Preamble
Whenever all the variables under consideration are expressed in the same unit of measurement and therefore they appear to be directly comparable, the Euclidean scalar product or the associated Euclidean distance is usually used,
$ d^2(\mu,x)\equiv \langle \mu - x,\mu - x \rangle_{eucl}:= \sum_{i=1}^n (\mu_i - x_i)^2 $
Often, the collected data do not have homogeneous units of measurement, for example in the pair of weight-height variables, the unit of measurement of the first variable is mass, while the second variable expresses the measurement of a length. Weight and height cannot be added together, so it is necessary to express the data in dimensionless numbers. If the variables refer to different units of measurement, the Weighted Euclidean Distance is used in order to transforms the observable variables into dimensionless and therefore comparable numbers.The transformation is operated by a suitable multiplier or weight, $\lambda_i$, which makes the observed difference $(\mu_i - x_i)$ of a character directly comparable with the observed difference in one of the other characters $(\mu_j - x_j)$ where $i\neq j$ and $i,j=1,\cdots, n$.
If the measurements of the single variables have non-univocal values, i.e. in probabilistic terms they present non-zero variance, it is common to choose the reciprocal of the standard deviation as the multiplier: $\lambda = 1 / \sigma $ (Mahalanobis transformation), where $\sigma $ designates the standard deviation.

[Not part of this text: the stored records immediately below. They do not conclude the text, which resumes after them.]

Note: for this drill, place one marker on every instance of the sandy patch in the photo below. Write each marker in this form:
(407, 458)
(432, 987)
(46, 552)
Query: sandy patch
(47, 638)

The Mahalanobis transformation that operates on vectors by multiplying them by the reciprocal of the corresponding standard deviation $ x \mapsto f (x):= \sigma^{-1}x$ is an isometry with respect to the usual Euclidean scalar product:
$\langle\mu - x,\mu - x\rangle_{mahal} = \langle f(\mu - x),f(\mu - x)\rangle_{eucl}$
If the n variables are statistically independent, therefore uncorrelated, the square of the Mahalanobis distance is written as:
$d^2(\mu - x,\mu - x)_{mahal}:= \sum_{i=1}^n \tfrac{(\mu_i - x_i)^2} {\sigma^2_{ii}} $
where $\sigma^2_{ii}$ is the variance referred to the i-th variable.

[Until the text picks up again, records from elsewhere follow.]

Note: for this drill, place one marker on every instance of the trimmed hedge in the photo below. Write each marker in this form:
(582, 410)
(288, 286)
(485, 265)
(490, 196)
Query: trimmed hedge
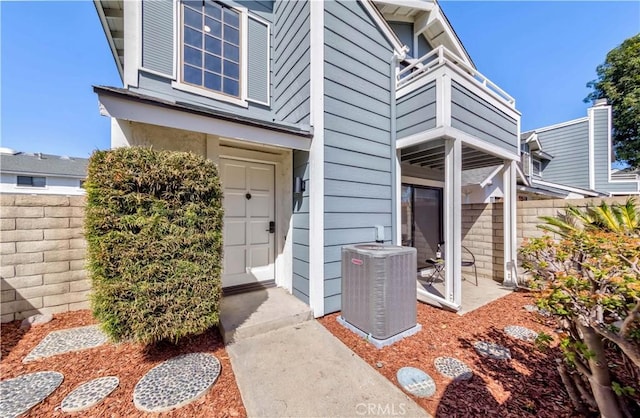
(154, 230)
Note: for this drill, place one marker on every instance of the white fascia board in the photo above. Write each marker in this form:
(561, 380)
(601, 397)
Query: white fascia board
(563, 187)
(120, 108)
(436, 15)
(562, 124)
(412, 4)
(316, 160)
(398, 47)
(447, 132)
(107, 33)
(33, 174)
(490, 177)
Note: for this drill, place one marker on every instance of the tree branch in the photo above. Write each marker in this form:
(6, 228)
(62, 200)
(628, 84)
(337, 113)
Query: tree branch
(627, 348)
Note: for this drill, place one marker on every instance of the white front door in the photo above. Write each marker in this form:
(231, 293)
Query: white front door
(249, 202)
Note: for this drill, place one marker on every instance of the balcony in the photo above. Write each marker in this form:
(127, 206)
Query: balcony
(440, 97)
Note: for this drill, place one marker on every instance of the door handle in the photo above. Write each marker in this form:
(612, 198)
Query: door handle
(272, 227)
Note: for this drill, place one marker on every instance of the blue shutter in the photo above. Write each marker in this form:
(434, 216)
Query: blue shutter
(258, 83)
(157, 36)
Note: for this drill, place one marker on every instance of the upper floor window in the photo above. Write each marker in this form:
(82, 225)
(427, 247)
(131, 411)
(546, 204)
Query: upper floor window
(211, 39)
(30, 181)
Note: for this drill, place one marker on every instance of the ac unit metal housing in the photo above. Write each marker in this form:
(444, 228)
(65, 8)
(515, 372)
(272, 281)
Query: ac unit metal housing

Otherwise, if the n variables are correlated, the square of the Mahalanobis distance is written as
$d^2(\mu - x,\mu - x)_{mahal}:= \sum_{i=1}^n \sum_{j=1}^n (\mu_i - x_i) \cdot \sigma^{-2}_{ij} \cdot (\mu_j - x_j) $,
where $\sigma^{2}_{ij} $ is the element of the inverse matrix of the variance-covariance matrix $\Sigma$.
In short
- $M=(\mu - x)^t \Sigma^{-1} (\mu - x) $
Question 1
Once a distance $d$ able to express the notion of proximity for the observations has been adopted, it is possible to introduce a classification rule for the observations with respect to a representative of each class. The statistical character of the discriminant analysis derives from the fact that the average or the sample mean of the populations under examination is chosen to be the representative of each class.
In the example of the two classes (sets "US" and "CS"), indicated with $ \mu_1$ the average of the first set (population) and with $ \mu_2$ the average of the second population, the observation $x$ belongs to class 1 if and only if:
- $d(\mu_1,x) < d(\mu_2,x)$
that is if $x$ is closer to $\mu_1$.
Question 2
Just consider $d^2(\mu,x)=\|\mu-x\|^2=\langle \mu-x , \mu-x \rangle$ to express the rule of belonging to set 1 in terms of the dot product as
$\langle \mu_1-x, \mu_1-x\rangle < \langle \mu_2-x, \mu_2-x\rangle$
The relationship just written, exploiting the bilinearity property of the scalar product, can be rewritten after simple steps such as
$\langle \mu_1-\mu_2, x-1/2(\mu_1+\mu_2)\rangle > 0$.
Indicated with $x_0=1/2(\mu_1+\mu_2)$ the classification rule for set 1 elements becomes:
- $Set_1: \langle \mu_1-\mu_2, x-x_0 \rangle > 0 $